Let G be a graph with vertex set V(G). For \(u,v\in V(G)\), we write \(v\sim u\) if vertices v and u are adjacent. The Cartesian product of G and H, denoted by \(G\Box H\), is the graph with vertex set \(V(G)\times V(H)\), where \((x,u)\sim (y,v)\) if and only if \(x=y\) and \(u\sim v\) in H, or \(x\sim y\) in G and \(u=v\). The lexicographic product of G and H, denoted by G[H], is the graph with vertex set \(V(G)\times V(H)\), where \((x,u)\sim (y,v)\) if and only if \(x\sim y\) in G, or \(x=y\) and \(u\sim v\) in H. The resistance diameter of graph G refers to the maximum resistance distance among all pairs of vertices in G. Let \(P_n\) be the path of n vertices. In this paper, the resistance diameters of \(P_n\Box P_m\) and \(P_n[P_m]\) are studied. Meanwhile, the maximal resistance distance, which is among some pairs of vertices in the lexicographic product of connected graph and orderable graph, is given.
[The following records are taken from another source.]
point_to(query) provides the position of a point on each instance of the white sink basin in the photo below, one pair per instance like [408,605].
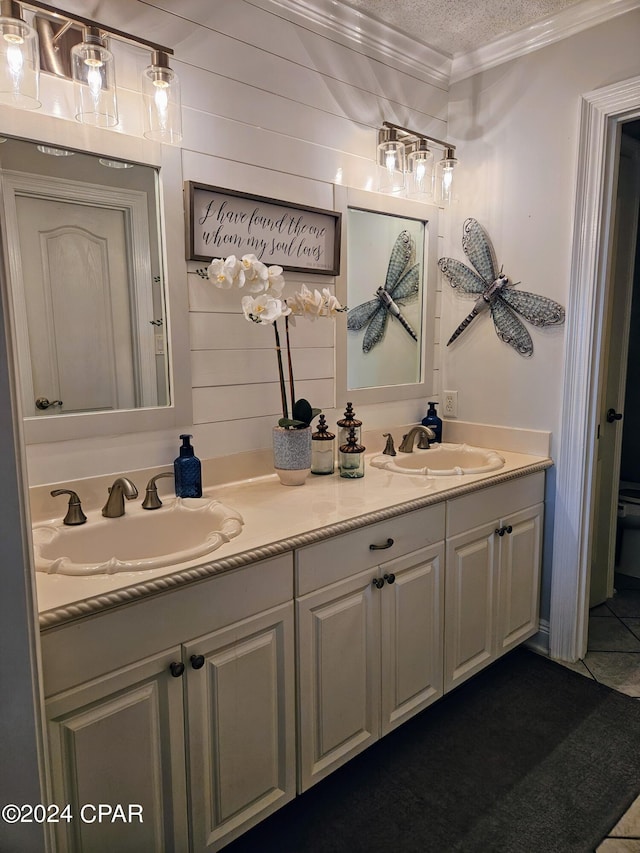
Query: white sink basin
[141,539]
[442,460]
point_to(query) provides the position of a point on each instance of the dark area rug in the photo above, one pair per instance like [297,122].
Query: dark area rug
[526,757]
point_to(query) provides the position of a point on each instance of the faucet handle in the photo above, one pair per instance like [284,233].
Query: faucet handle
[425,437]
[151,499]
[74,515]
[389,449]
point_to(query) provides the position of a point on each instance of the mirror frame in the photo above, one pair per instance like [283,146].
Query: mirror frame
[47,130]
[346,198]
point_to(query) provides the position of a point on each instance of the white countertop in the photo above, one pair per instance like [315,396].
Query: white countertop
[275,518]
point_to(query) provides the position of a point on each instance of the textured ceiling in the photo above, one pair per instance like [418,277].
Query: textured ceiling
[457,26]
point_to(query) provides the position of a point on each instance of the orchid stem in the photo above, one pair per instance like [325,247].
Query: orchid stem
[293,392]
[283,393]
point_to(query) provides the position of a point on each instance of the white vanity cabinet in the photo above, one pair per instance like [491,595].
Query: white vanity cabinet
[369,636]
[492,587]
[200,734]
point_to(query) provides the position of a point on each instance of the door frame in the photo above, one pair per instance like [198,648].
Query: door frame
[133,205]
[601,115]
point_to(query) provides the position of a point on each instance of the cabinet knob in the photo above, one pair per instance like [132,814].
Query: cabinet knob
[384,547]
[612,415]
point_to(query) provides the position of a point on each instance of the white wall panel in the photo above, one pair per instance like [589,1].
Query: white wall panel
[232,402]
[245,366]
[272,108]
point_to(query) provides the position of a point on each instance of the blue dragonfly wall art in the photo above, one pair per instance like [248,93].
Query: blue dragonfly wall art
[495,292]
[402,285]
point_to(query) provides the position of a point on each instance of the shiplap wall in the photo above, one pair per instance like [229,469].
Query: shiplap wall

设G是一个顶点集为V ( G ) 的图。对于\(u,v\in V(G)\)，如果顶点v和u相邻，我们写\(v\sim u\)。G和H的笛卡尔积，用\(G\Box H\) 表示，是顶点集\(V(G)\times V(H)\) 的图，其中\((x,u)\sim (y,v)\)当且仅当\(x=y\)和\(u\sim v\)在H，或\(x\sim y\)在G和\(u=v\)。G的字典积和H，由G [ H ]表示，是顶点集\(V(G)\times V(H)\) 的图，其中\((x,u)\sim (y,v)\)如果和仅当\（X \ SIM Y \）中g ^，或\（X = Y \）和\（U \ SIM v \）在ħ。图的电阻直径ģ是指在所有顶点对之间的最大电阻距离ģ。设\(P_n\)为n个顶点的路径。本文中\(P_n\Box P_m\)和\(P_n[P_m]\)的电阻直径被研究。同时，给出了连通图和可排序图的字典积中一些顶点对之间的最大阻力距离。